Чтобы понять, какое будущее ждет Россию, стоит почитать
augean_stables — 13.08.2024 Как выглядит конец эпохи нефтедолларов для России в прогнозе ее академических ученыхСтроительство нефтепровода «Дружба» в 1975 году возле города Тальное (Черкасская область, УССР). Фото: Zammlung Heinz / db / Global Look Press
Бывают события, которые в первый момент не осознаются как важные. Вот, например, недавно Институт народнохозяйственного прогнозирования РАН выпустил доклад «Сценарии интенсификации развития экономики и энергетики России». И название скучное, и авторство не предполагает сенсаций. Но если прочесть этот документ, продравшись сквозь канцеляризмы и традиционные бюрократические формулировки, то становится не по себе. Авторы доклада прогнозируют, ни много ни мало, окончание эпохи нефтяных денег для России. И не только нефтяных, но и газовых, угольных… Откуда такая смелость? Потому, что прогноз сделан на далекий 2050 год? А до этого можно спать спокойно? И можно ли избежать уготованной российской экономике участи? Обо всем этом мы поговорили с экономистом Сергеем Петровым.
— Хотелось бы начать с общего впечатления от того доклада, который представил Институт народнохозяйственного прогнозирования РАН. Мне он напомнил советского еще извода варианты докладов, о которых говорят цитатой из Войновича: «дела в колхозе шли хорошо, но с каждым годом все хуже и хуже». С вашей точки зрения, если брать именно общие ощущения, нет ли здесь такого возвращения к советским практикам, когда экономисты, с одной стороны, не желают терять лицо, а, с другой стороны, не желают терять должность, и так мягко очень показывают, что, вообще-то говоря, миссия невыполнима? И для того, чтобы экономика росла так, как хочется начальству, нужно сделать то, чего в текущих обстоятельствах сделать не представляется возможным.

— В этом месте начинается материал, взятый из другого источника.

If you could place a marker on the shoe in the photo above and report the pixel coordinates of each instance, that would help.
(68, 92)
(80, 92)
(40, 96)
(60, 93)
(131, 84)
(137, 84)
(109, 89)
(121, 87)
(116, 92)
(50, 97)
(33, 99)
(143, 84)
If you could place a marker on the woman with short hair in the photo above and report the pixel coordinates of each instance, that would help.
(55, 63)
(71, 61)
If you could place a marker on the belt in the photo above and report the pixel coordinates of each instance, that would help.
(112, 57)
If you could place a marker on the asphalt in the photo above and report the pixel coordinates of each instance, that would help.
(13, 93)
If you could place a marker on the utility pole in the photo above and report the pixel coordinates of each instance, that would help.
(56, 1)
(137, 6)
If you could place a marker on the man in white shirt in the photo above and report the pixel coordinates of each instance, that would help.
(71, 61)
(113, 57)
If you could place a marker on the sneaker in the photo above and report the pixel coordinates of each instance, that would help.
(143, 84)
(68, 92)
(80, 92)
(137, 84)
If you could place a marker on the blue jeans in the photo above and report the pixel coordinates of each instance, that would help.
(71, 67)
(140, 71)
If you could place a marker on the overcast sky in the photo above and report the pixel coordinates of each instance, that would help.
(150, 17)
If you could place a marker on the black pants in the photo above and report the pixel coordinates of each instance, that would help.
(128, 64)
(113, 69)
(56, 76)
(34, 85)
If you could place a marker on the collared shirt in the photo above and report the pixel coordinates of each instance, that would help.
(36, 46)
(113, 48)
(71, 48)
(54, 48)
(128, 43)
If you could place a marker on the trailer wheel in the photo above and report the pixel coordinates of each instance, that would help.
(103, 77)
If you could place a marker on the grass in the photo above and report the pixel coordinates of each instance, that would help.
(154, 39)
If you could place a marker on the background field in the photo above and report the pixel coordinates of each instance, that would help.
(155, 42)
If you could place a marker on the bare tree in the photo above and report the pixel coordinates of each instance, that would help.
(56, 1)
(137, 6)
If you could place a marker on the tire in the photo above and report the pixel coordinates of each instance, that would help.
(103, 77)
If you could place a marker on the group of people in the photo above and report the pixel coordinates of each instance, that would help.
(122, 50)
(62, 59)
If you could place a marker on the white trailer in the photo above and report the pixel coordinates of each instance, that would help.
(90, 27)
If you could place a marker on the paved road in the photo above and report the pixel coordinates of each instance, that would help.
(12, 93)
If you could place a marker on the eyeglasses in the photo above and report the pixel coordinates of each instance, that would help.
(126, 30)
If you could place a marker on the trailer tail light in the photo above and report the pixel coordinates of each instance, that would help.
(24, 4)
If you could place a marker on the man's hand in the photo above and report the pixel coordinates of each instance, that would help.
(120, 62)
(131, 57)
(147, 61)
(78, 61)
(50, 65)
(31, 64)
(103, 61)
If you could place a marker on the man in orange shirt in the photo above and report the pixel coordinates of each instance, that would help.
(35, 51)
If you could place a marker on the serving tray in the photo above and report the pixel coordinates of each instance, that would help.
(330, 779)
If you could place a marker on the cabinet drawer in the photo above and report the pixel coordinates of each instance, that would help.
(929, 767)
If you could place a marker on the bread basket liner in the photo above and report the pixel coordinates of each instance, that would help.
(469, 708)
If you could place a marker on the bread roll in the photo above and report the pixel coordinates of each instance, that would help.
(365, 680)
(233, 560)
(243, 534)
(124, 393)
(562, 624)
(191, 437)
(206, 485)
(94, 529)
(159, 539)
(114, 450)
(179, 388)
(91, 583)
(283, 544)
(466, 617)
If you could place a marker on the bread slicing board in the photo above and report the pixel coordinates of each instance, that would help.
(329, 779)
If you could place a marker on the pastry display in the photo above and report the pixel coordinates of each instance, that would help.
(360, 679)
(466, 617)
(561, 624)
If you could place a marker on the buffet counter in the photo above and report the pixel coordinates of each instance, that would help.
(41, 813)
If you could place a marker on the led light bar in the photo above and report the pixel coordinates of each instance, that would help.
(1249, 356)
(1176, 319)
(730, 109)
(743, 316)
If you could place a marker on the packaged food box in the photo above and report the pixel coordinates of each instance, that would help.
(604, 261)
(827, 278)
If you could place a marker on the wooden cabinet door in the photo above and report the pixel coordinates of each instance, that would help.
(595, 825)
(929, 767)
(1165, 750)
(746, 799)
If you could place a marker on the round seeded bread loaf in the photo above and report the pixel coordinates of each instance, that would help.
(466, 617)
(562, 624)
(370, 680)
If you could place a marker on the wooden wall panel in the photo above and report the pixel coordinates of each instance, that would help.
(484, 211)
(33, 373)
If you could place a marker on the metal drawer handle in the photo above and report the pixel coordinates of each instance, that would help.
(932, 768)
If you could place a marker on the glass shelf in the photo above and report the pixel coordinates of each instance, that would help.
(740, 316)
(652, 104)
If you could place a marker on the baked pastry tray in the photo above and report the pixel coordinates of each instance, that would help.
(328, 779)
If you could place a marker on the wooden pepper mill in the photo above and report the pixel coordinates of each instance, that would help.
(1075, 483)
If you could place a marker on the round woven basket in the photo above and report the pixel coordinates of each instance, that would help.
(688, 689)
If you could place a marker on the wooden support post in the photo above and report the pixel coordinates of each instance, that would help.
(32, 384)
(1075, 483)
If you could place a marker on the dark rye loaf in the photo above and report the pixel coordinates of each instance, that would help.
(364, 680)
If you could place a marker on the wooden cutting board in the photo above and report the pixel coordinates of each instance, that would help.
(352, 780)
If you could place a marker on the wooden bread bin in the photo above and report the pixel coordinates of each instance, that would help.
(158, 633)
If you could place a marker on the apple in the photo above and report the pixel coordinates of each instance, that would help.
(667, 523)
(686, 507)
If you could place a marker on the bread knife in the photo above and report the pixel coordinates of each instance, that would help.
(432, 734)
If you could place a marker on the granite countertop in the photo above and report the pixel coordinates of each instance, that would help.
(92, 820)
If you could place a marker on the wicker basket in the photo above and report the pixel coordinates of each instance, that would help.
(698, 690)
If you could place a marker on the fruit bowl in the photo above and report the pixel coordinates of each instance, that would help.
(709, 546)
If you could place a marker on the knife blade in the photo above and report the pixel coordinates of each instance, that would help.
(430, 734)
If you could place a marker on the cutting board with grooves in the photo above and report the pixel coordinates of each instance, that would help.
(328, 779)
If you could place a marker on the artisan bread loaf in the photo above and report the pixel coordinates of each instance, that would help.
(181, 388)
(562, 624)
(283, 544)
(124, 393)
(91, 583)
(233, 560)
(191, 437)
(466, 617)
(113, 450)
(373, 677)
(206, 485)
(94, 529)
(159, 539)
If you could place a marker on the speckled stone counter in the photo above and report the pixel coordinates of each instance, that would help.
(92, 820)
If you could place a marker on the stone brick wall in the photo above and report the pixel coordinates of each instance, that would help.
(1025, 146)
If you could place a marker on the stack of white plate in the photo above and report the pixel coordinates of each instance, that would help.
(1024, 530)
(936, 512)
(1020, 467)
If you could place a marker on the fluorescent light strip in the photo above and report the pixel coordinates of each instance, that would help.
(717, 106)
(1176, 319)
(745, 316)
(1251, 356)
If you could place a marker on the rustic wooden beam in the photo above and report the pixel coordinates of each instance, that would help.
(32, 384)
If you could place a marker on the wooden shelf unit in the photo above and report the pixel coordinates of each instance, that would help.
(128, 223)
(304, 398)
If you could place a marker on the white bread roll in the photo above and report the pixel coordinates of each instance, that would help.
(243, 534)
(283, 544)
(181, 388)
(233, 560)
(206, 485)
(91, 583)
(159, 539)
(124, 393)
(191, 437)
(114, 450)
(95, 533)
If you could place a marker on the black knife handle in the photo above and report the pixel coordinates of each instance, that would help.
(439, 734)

— Есть такое дело. Но, во-первых, нужно отметить, что прогноз сделан абсолютно официально научным учреждением, глубоко интегрированным в структуру, которая стопроцентно контролируется исполнительной властью, и это, естественно, на авторов накладывает целый набор ограничений. Здесь параллель с советской эпохой очень актуальна. И тем ценнее из уст этих экспертов, заведомо интегрированных в систему Академии наук — и, соответственно, со всей вертикалью административной власти, которая принята в подобных структурах, — тем ценнее те вещи, на которых акцентируется внимание в данном докладе. Здесь тот случай, когда знание характерных особенностей экспертного института, своеобразного think tank, и делает данный доклад интересным. Потому что если бы подобный доклад был выпущен независимым институтом, то, в общем-то, он был бы довольно ординарным, поскольку он констатирует те тенденции, которые достаточно понятны и вряд ли сильно изменятся в ближайшее время.
— О последствиях такого доклада мы поговорим позже, а сейчас — о тех самых акцентах. С вашей точки зрения, какие из них наиболее важны?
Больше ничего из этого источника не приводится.